HLA-II binding predictions are thus more complex than HLA-I predictions [23,37,38]. Various prediction algorithms have been developed to facilitate the identification of HLA-II binding peptides within protein antigens. They made computational pre-screening of antigens for HLA-II epitopes a standard approach in epitope-mapping studies; more than twenty prediction servers have been developed to facilitate the identification of MHC-II binding peptides. The performance of six prediction methods has been compared in each of the three recent studies [28-30]. The overall conclusions of these studies were similar, indicating a relatively low prediction accuracy of HLA-II binding predictors. Large quantities of HLA-DR binding peptides with precise measurements have recently become available [28,29], yet contemporary methods have shown little, if any, improvement when compared to the older TEPITOPE method.

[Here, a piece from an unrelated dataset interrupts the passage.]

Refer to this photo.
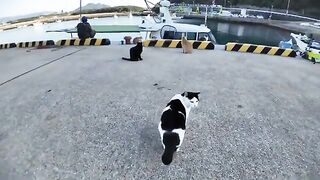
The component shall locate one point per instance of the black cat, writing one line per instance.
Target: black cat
(135, 53)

This study extends the assessment of predictive power to include a much larger number of servers that predict HLA-II binding. This study was limited to seven common HLA-DR molecules that have sufficient amount and quality of peptide binding data. We compiled and established standardized test data sets that are more representative of the experimental reality, and defined a uniform scaling scheme to use data from different studies. Finally we assessed the practical applicability of HLA-II binding predictions to identification of HLA-II T-cell epitopes. Our study identified several key issues that need to be addressed for the development of improved prediction systems of HLA-II binding.

Results

Classification

While not all the servers were designed specifically for peptide binding predictions, all of them have implemented modules for this step. Some servers also have advanced options, for example, MHCPred enables users to specify anchor positions. For this analysis we used the simplest prediction method available at each server. The numbers of the servers for individual HLA-DR alleles we studied were: HLA-DRB1*0101 – 19, HLA-DRB1*0301 – 15, HLA-DRB1*0401 – 20, HLA-DRB1*0701 – 16, HLA-DRB1*1101 – 17, HLA-DRB1*1301 – 9, and HLA-DRB1*1501 – 17.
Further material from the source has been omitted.